At any rate, Severian is the “lost saint” of Eastern Orthodoxy. I dispute, for technical reasons, the anathemas against Diodore of Tarsus, and most especially Origen Adamantius and Theodore of Mopsuestia, because they died in the peace of the church, and I think it is wrong to anathematize someone post-mortem. Origen and Mar Theorore made huge contributions to Orthodox theology. And Origen’s error of the transmigration of souls was also made by St. Gregory of Nyssa, and worse, by St. Isaac the Syrian, who was glorified universally despite being a member of the Church of the East (some Greeks who hate Assyrians have tried to argue there were two Isaacs and Sebastian Brock is confusing them, but the quality of Professor Brock’s scholarship is unimpeachable in the face of blind fanatacism).
However, it was St. Severus who made a gigantic contribution; modern EO and OO Christology is by and large the fruit of his careful and consistent theology and Christology. St. Severus should have EO cathedrals named after him and be remembered in the same breath as Sts. Cyril, Athanasius, Basil, and Gregory Nazianzus. Rome should hail him as a Doctor of the Church; he is much more worthy of that title than many people Rome granted it to. His influence permeates our understanding of the union of humanity and divinity in the person of Jesus Christ, a union without confusion, change or separation; his writings are a glorious summary of the doctrine of the Incarnation of God as exposited by Sts. Athanasius and Cyril.

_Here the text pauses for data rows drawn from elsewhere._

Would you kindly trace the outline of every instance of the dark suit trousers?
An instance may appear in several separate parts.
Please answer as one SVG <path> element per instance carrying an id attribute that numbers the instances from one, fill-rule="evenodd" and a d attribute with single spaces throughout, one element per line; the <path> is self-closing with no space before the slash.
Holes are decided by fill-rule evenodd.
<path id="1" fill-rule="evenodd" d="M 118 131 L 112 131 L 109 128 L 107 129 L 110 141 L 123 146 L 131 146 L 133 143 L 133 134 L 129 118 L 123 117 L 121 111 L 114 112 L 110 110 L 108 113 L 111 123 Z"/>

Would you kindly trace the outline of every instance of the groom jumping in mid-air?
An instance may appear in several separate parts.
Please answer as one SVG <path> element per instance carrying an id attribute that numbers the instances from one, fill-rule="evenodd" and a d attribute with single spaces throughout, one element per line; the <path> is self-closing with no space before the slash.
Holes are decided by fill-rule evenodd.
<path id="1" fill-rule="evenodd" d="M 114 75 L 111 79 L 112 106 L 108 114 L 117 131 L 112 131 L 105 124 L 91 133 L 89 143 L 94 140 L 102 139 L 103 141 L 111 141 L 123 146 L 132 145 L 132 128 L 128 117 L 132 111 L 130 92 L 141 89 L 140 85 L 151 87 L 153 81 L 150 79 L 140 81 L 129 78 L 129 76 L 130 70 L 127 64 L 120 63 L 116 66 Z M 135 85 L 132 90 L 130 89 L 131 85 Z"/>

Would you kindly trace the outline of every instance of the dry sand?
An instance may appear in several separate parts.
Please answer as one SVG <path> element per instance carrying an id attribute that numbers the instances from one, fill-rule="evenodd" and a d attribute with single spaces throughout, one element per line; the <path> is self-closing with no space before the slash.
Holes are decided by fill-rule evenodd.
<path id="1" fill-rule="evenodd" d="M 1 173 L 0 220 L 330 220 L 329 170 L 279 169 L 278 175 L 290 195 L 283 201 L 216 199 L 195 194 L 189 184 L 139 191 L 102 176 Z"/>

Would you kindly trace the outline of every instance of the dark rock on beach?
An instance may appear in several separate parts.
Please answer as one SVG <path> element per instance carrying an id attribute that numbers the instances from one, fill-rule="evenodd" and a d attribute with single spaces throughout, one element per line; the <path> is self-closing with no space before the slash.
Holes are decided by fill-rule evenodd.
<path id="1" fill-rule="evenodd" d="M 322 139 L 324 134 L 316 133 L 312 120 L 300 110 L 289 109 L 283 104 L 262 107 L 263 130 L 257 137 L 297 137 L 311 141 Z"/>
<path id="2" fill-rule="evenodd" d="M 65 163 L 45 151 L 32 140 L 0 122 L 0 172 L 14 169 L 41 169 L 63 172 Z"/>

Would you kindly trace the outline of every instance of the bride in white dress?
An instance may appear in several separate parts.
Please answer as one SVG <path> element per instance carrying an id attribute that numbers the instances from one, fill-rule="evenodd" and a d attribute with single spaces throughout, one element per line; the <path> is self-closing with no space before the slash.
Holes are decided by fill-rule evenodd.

And the best contemporary treatise on Christology, indeed probably the only one worth reading, was written by our own Father Peter. Being a mod, he obviously can’t promote his book here, but in my opinion every OCNetter interested in Christology, the Oriental churches, the controversies of the fourth through eighth centuries concerning our Lord, and related issues, should have a copy. And you can get it as ab ebook on Amazon and iBooks. It is a monumentoud achievement, and if Father Peter reposed tomorrow, which I really hope does not happen (rather, many years to you, Father, and axios!), also many years and axios to you, Fr. Deacon Lance; the book alone would be sufficient cause for Father Peter to be glorified ecumenically after the manner of St. Isaac.